Jean-Paul Sartre
Wat betekent het om mens in de wereld te zijn.
Het zijn doet zich volgens Jean-Paul Sartre (1905-1980) op twee manieren aan ons voor:
-Het être-en-soi (het zijn op zich), de dingen, die zichzelf genoeg zijn en een essentie hebben.
-Het être-pour-soi (het voor zich zijn), het bewustzijn, de menselijke existentie, dat eigenlijk niets is. Bewustzijn los van de dingen is leeg, is zuiver, is pure mogelijkheid. Hierin ligt de radicale vrijheid met de noodzaak en plicht keuzes te maken. De mens kan alleen iets worden. De mens is niets en heeft de verantwoordelijkheid het leven zelf vorm te geven.

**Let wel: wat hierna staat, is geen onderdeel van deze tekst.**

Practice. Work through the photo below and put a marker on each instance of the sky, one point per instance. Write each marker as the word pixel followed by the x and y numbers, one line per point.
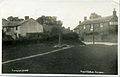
pixel 70 12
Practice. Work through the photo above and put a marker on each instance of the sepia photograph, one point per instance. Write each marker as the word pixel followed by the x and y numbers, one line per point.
pixel 75 37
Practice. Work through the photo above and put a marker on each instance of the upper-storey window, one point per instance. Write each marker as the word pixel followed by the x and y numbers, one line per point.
pixel 101 25
pixel 91 27
pixel 84 27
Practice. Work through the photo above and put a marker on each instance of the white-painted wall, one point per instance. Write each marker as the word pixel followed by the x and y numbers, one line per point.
pixel 30 26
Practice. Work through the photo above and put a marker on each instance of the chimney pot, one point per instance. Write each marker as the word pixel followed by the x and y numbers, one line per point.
pixel 26 17
pixel 85 18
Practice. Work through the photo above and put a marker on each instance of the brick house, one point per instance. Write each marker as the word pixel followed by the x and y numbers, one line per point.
pixel 21 28
pixel 104 29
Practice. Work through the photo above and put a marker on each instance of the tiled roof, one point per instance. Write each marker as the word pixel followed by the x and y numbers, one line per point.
pixel 77 27
pixel 97 20
pixel 6 23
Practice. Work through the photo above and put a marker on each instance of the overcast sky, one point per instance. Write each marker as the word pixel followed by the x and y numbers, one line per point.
pixel 69 11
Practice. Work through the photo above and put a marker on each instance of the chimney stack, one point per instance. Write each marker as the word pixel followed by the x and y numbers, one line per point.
pixel 85 18
pixel 68 28
pixel 79 22
pixel 26 17
pixel 114 12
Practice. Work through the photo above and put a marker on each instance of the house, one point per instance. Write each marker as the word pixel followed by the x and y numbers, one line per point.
pixel 103 29
pixel 21 28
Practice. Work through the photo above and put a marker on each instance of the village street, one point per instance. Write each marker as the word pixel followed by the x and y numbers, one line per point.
pixel 97 59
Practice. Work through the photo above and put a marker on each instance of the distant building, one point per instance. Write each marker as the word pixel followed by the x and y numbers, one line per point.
pixel 101 28
pixel 66 30
pixel 21 28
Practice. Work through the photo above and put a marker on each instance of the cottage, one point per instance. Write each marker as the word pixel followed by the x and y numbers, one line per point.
pixel 101 28
pixel 21 28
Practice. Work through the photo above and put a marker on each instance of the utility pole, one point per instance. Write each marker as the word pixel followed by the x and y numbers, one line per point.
pixel 93 35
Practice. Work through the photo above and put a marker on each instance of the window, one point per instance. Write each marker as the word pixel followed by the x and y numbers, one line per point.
pixel 84 27
pixel 101 25
pixel 91 27
pixel 16 28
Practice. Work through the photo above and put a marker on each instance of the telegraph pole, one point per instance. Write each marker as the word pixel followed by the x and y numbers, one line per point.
pixel 59 37
pixel 93 35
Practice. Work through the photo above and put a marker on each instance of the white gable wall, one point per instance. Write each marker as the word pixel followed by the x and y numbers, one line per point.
pixel 31 26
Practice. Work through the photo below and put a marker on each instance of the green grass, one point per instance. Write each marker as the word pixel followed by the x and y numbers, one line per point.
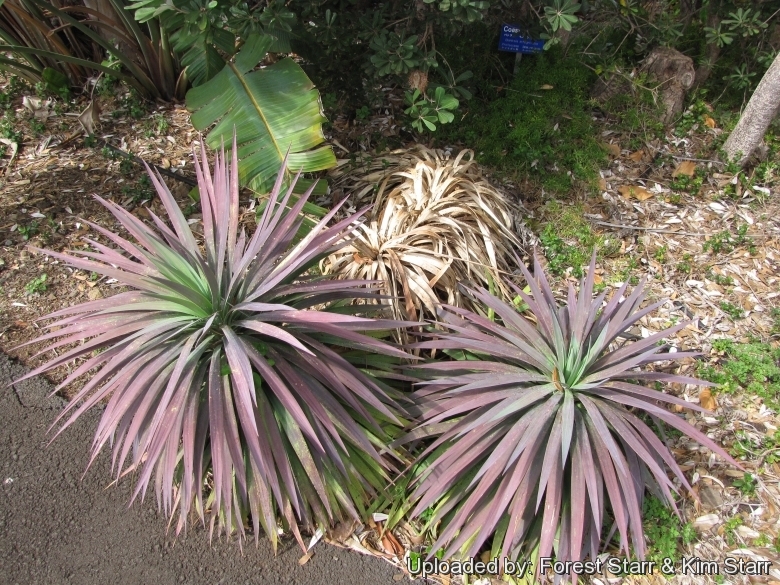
pixel 547 134
pixel 568 240
pixel 36 285
pixel 664 531
pixel 726 241
pixel 753 367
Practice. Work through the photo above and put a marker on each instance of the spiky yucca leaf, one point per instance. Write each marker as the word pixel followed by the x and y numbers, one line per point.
pixel 436 222
pixel 544 436
pixel 217 371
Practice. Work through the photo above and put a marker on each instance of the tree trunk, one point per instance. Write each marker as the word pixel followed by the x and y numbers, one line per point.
pixel 758 114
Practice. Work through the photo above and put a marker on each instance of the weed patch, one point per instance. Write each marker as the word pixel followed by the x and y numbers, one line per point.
pixel 752 367
pixel 568 240
pixel 664 531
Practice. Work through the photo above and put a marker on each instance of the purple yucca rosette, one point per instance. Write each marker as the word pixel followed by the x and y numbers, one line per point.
pixel 220 378
pixel 539 432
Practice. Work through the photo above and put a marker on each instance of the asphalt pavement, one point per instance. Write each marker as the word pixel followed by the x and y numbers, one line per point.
pixel 60 526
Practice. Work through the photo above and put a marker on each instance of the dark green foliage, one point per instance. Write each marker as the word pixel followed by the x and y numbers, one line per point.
pixel 545 133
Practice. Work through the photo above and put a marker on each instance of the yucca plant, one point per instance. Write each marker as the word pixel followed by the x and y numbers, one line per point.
pixel 436 221
pixel 542 434
pixel 219 375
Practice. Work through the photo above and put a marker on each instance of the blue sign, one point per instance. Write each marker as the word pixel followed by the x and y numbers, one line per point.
pixel 512 40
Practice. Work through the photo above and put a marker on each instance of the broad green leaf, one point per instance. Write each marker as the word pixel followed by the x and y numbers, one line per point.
pixel 272 110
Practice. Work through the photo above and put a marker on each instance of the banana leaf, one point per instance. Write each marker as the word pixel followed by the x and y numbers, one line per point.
pixel 272 110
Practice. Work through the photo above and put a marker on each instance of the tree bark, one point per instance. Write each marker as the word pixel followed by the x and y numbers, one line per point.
pixel 758 114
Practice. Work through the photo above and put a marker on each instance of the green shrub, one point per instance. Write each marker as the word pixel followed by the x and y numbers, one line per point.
pixel 541 126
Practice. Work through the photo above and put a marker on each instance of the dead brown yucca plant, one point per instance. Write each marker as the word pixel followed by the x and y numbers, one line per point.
pixel 435 222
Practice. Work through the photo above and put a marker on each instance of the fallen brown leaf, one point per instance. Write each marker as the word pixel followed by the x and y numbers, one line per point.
pixel 707 400
pixel 686 167
pixel 612 149
pixel 640 193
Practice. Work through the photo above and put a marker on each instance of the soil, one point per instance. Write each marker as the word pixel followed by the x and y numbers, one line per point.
pixel 59 527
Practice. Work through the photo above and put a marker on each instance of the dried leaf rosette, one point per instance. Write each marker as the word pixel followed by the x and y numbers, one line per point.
pixel 542 434
pixel 220 379
pixel 436 222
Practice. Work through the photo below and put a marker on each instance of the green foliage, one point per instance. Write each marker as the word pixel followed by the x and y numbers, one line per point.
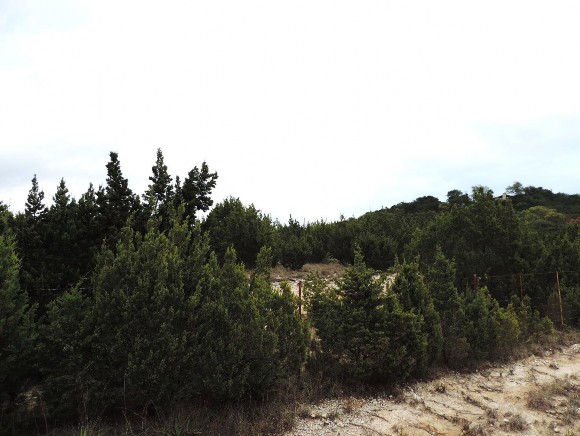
pixel 293 247
pixel 196 191
pixel 364 331
pixel 509 332
pixel 17 327
pixel 66 363
pixel 230 223
pixel 415 297
pixel 139 319
pixel 483 324
pixel 449 306
pixel 246 336
pixel 116 202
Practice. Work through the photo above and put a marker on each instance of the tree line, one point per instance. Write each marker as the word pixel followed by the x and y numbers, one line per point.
pixel 118 300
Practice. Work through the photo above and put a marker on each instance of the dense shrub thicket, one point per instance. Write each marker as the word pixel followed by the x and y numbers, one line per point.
pixel 126 302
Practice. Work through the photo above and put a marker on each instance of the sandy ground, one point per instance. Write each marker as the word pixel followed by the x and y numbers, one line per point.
pixel 492 401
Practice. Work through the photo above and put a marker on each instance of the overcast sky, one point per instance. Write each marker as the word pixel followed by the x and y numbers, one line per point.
pixel 310 108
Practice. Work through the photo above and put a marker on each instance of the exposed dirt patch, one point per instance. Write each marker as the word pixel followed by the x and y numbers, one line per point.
pixel 538 395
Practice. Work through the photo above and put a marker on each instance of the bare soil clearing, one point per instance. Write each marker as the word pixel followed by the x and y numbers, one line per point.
pixel 492 401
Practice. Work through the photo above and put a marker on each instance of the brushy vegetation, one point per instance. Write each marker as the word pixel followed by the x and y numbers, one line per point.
pixel 562 395
pixel 121 313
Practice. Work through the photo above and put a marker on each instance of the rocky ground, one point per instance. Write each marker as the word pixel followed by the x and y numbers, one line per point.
pixel 539 395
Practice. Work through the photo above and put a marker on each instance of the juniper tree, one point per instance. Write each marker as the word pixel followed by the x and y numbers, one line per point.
pixel 414 296
pixel 449 306
pixel 197 189
pixel 116 201
pixel 364 331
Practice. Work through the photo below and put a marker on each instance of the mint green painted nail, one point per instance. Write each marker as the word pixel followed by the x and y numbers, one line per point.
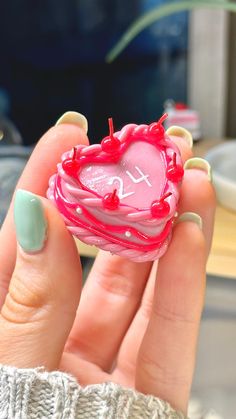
pixel 30 221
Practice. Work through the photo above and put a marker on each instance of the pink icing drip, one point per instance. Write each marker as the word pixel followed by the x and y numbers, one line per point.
pixel 154 242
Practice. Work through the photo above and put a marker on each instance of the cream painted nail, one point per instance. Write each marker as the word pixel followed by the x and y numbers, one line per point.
pixel 190 216
pixel 74 118
pixel 182 133
pixel 200 164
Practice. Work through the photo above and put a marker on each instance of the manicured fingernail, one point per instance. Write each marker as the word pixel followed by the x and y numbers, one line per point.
pixel 182 133
pixel 30 221
pixel 190 216
pixel 74 118
pixel 200 164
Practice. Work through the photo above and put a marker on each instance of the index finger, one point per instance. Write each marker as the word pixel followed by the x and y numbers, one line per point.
pixel 41 165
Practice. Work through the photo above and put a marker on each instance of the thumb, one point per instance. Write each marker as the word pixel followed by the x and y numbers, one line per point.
pixel 44 290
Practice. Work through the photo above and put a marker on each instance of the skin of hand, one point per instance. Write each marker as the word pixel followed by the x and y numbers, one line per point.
pixel 133 324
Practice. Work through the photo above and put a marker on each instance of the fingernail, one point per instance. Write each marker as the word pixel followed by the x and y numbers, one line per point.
pixel 190 216
pixel 30 221
pixel 182 133
pixel 74 118
pixel 200 164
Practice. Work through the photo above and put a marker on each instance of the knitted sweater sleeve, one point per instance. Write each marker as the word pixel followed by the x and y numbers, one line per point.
pixel 34 393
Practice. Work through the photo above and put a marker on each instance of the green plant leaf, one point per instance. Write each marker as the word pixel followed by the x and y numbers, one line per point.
pixel 158 13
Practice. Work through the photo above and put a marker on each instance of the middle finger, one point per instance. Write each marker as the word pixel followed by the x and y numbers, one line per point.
pixel 110 300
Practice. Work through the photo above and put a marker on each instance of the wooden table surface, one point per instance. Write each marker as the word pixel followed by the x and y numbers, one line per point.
pixel 222 260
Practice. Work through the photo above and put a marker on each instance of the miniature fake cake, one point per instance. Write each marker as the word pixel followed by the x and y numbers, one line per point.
pixel 121 195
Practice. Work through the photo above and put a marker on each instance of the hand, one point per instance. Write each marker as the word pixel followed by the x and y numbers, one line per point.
pixel 131 324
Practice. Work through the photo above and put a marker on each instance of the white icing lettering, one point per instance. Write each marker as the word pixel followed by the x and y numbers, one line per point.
pixel 141 179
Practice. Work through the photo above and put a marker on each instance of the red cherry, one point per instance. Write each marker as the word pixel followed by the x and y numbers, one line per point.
pixel 175 173
pixel 156 129
pixel 71 167
pixel 160 209
pixel 111 201
pixel 110 144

Voor houvast zou het graag als de onbekommerdheid van een ding willen bestaan, omdat een ding met zichzelf samen valt, maar leeft dan te kwade trouw, is onvrij en vervreemd van zichzelf.
De eigen geworpenheid geconfronteerd met vrije keuze, de maakbaarheid; het geeft het besef van een bestaan dat van iedere zin ontbloot is, dat geen rechtvaardigheid heeft en waar alles en iedereen overbodig is en alleen maar existeert.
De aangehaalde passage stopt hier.